Sunday, May 23, 2010

Laura Mulvey’s Visual Pleasure and Narrative Cinema




Laura Mulvey’s article “Visual Pleasure and Narrative Cinema,” is a study on our fascination for cinema. From the individual’s social molding, a preexisting fascination of film is created. Mulvey believes that women are the bearer of meaning rather than maker of meaning. Phallocentric theory has reduced the position of the woman to the point of observational interest, rather than creator of their projected image. Mulvey uses castration complex to examine woman’s image as bearer of a bleeding wound. If there is pleasure in looking, what visual interest does this have for women? Mulvey’s interest is to break from pleasure expectations, to conceive new ones.

Scopophilia is the pleasure to look, as well as being looked at. With cinema, we take people as objects, and subject them to a form of control through a curious gaze. Mulvey believes that in the extreme, we become voyeurs, whose sexual gratification comes from looking and controlling the “objectified other.”

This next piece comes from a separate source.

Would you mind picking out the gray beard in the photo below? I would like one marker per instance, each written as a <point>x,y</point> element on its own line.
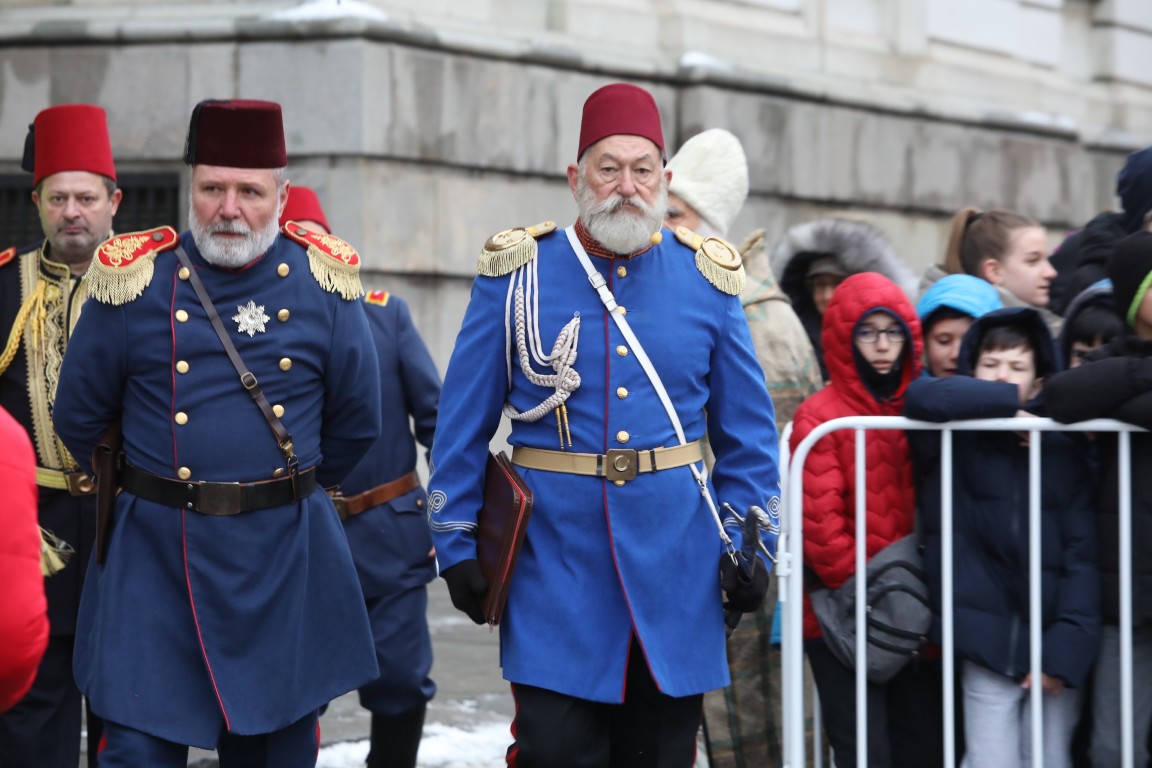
<point>619,230</point>
<point>230,252</point>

“Woman as image and man as bearer of the look” has created a sexual imbalance in cinematic form. Males’ projected fantasy on women, has been problematic for harmonious interpretation of the sexes. The female has been “coded” as an erotic spectacle, which “freezes” the narrative for sexual consideration. Hetero-normative visualization seems to colonize the cinematic gaze.

There are three cinematic looks associated with cinema:
(1.) camera, (2.) audience, and (3.) character. Mulvey’s article believes that the neurotic needs of the male ego has created a one dimensional fetish of women presented as an image of castration threat.